I congratulate you on your first issue and would like to take this opportunity to explain why I think what you are doing, and what the ACW (Alliance for Computers and Writing) is doing, and what a growing number of online knowledge sources are doing by moving what I call our discipline's "knowledge domain" increasingly onto the Internet and into web pages is so exciting.
I am the principal manager for the ACW's web pages (http://english.ttu.edu/acw/). I got into the webmeister business not so much to support the ACW, although I wanted to do that, as to find out how knowledge domains of the future were going to be constructed at the nuts and bolts level, as I had found out about local-area-network instruction (Daedalus) and email lists (Megabyte University), mostly by diving into the middle of the lake and thrashing wildly for shore. Nicholas Negroponte ( in Being Digital ) makes clear that knowledge acquisition in the future will move from emphasis on the producers (publishers, editors, retailers) to emphasis on the consumers (internet connectivity, browsers, etc.). In order for the knowledge consumer to navigate hugely blossoming knowledge access, the consumer will need to acquire "agents" to help her. These "agents" will undoubtedly include computerized agents (i.e., the search engines we can direct to find certain subjects, pages, etc.), but more and more organizational agents, such as the ACW pages, Yahoo, EINet, and so forth.

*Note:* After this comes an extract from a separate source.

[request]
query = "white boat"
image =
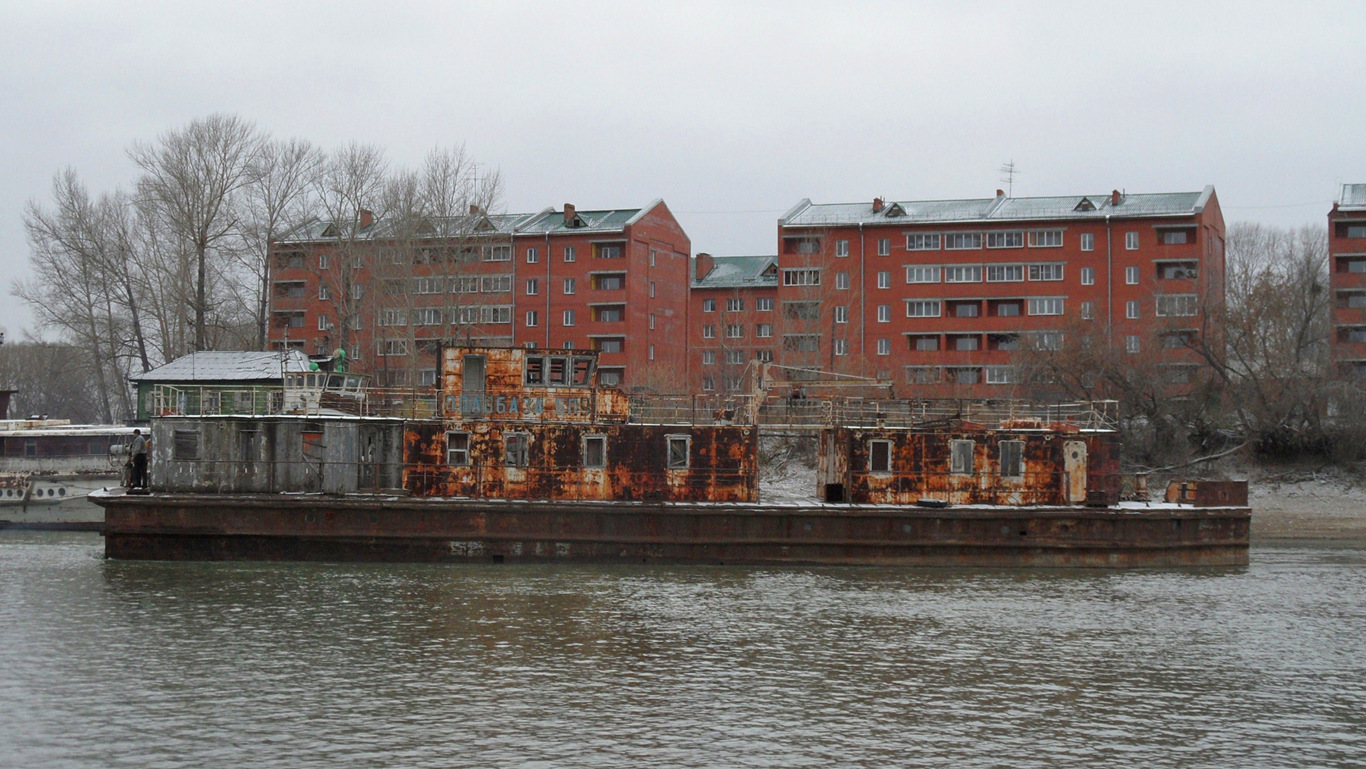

I'm not going to get into whether it is better for the "filter" of our knowledge to be at the production end (publishers and editorial boards) or at the consumer end (search engines and various indexing schemes). But we should realize that we cannot drink productively (I hate this image, always have) from the firehose. In the past, Harcourt Brace and Houghton Mifflin and such have kept the potentional firehose down to a useable flow, but at some cost, I think. The knowledge managers of the future will operate as the consumer's agent, YOUR agent, not the agent of the writer/knowledge maker. But in terms of paradigm shifts from what we're all used to, we're talking other end of the galaxy.
Let's assume for a minute that something like the ACW pages can act as an agent for the knowledge consumer, a consumer concerned with the rather specific region of universal knowledge known as "computers and writing." How would that agent act most responsibly? Right now the ACW pages simply categorize things much like YAHOO, although understandably emphasizing the more perishable items (announcements, calls for proposals). Mere indexing schemes seem not very useful, since, like on YAHOO, the links can rapidly get up to 30,000, which is firehose strength. The Internet is expanding rapidly.